番外編:【昔の記憶と今のビル群、そしてお父さんの空腹】
翌日は、おじいちゃんとおばあちゃんが「どうしても新婚当時に住んでいた品川の家を見てみたい」と言うので、みんなで出かけることになった。平日だったけれど、僕も「今日だけは家族のルーツを知りたい」と主張して、お父さんとお母さんの車に一緒に乗せてもらった。
現地に近づき、近くのコインパーキングに車を止めてスマホのマップを見ながら歩き出すと、おじいちゃんもおばあちゃんもあたりをきょろきょろと見回し、ずっと首をかしげ続けていた。昔は木造の家ばかりだったはずの街並みがすっかりビルだらけになっていて、その激変ぶりにびっくりしていたようだ。
お母さんがしみじみと言った。
「だいぶ前にネットのマップで見たことがあったの。その時はまだもう少し昔の雰囲気が残っていて、住んでいた建物も会社になってたけど昔住んでいた木造の建物の面影はあったのよね。……今はすっかりビルになっちゃってるのね」
「本当に、すごい時代になったもんだなぁ」
とおじいちゃんもつくづくうなずいた。
「それにしても、こんなに道が狭かったっけ……。私の記憶だと、五反田駅からバスに乗って、高速道路の下のバス停で降りて家に帰った記憶があるんだけど……あの高速道路のコンクリートの巨大さが、子供の頃はなんだか不気味で怖かったのよね」
お母さんがそう振り返ると、おばあちゃんも懐かしそうに目を細めた。
「今みたいに駅前も栄えていなくて、普通の住宅街の中にちょこんと駅があった感じだったわね。五反田や品川に行くには、やっぱりバスが一番便利だったのよ」
「そういえば一番最初に、緑色の小鹿のバンビの目覚まし時計を買ってもらったのが目黒の不動商店街だったんじゃないかしらねぇ、お父さん?」
お母さんがそう言うと、おじいちゃんは目を細めて笑った。
「そうそう、あの頃は商店街に行けば何でも揃ったんだよ。

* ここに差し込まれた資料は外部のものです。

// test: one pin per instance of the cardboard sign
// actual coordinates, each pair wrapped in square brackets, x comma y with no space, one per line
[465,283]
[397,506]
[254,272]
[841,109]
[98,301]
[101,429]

ここから一番近くて、この辺りは今でもよくテレビでやるような有名な商店街がたくさんあったんだ。本当に便利なところに住んでいたんだよなぁ」
お母さんは、懐かしそうにあたりを見回しながら続けた。
「そういえば、この辺りの道路もずいぶん変わっちゃったわね。昔はここから道が続いていたのに、今はなくなってビルになっちゃってる……。あ、思い出した! 家の裏に駐車場があったんだけど、そこもなくなっているのね。それに自分の家の前の道路で、近所の子とテニスのソフトボールを投げ合って遊んでたの。四つ角で少し広くなってて、ボールが転がっていっちゃって、それを取ろうとして車が来てるのに気づかなくて……。『パーン!』ってすごい音がしてボールはひかれちゃったんだけど、私は間一髪でひかれなくて済んで。すっごく怖い思いをしたあの思い出の道路も、もう途絶えちゃってるのね。なんだか坂道になってたような記憶もあったんだけど……」
記憶の糸をさらにたぐり寄せるように、お母さんは話を続けた。
「この家の前の細い道をまっすぐ行って、少しすると左に急な階段があってさ、そこを通って幼稚園に通っていたわよね」
「そうそう、神社のところに幼稚園があったのよね」とおばあちゃんが笑う。
「ある日、その階段を降りたところに、巨大なドブネズミがフラフラ歩いていてね。『あれは毒を食べているから危ないから近づいちゃダメよ!』ってお母さんに言われて、道の端っこをびくびく歩いたのをすごく覚えてる!」
「そんなこともあったわねぇ」とおばあちゃんは楽しそうだ。
「毎日、私にとってはものすごい長い距離を歩いた記憶があって、遊園地の遠足のときなんか歩きすぎて全身筋肉痛になって立ち上がれなくなっちゃって。当時は家に電話がなかったから、お母さんがわざわざ幼稚園まで『筋肉痛で休みます』って連絡に行ってくれたんだよね」
「あなたにとっては遠い道のりに感じたかもしれないけれど、大人の足だったら10分もかからない距離だったのよ」
とおばあちゃんが優しく笑う。
「毎日毎日、私にとっては大冒険だったのよね……」
おじいちゃんとおばあちゃん、そしてお母さんが昔をしみじみと懐かしんでいる話を、僕もとても興味深く聞いていた。……のだけれど。
ここでやっぱり、お父さんは空気を読まなかった。
「そろそろお腹がすいたなぁ! 有名な商店街もあるんだしさ、早くお昼を食べに行こうよ!」
せっかくのいい話が台無しになってしまった。
お父さん、またまたやらかしたね……。
家族の思い出をめぐる旅は、まだまだ続いていく。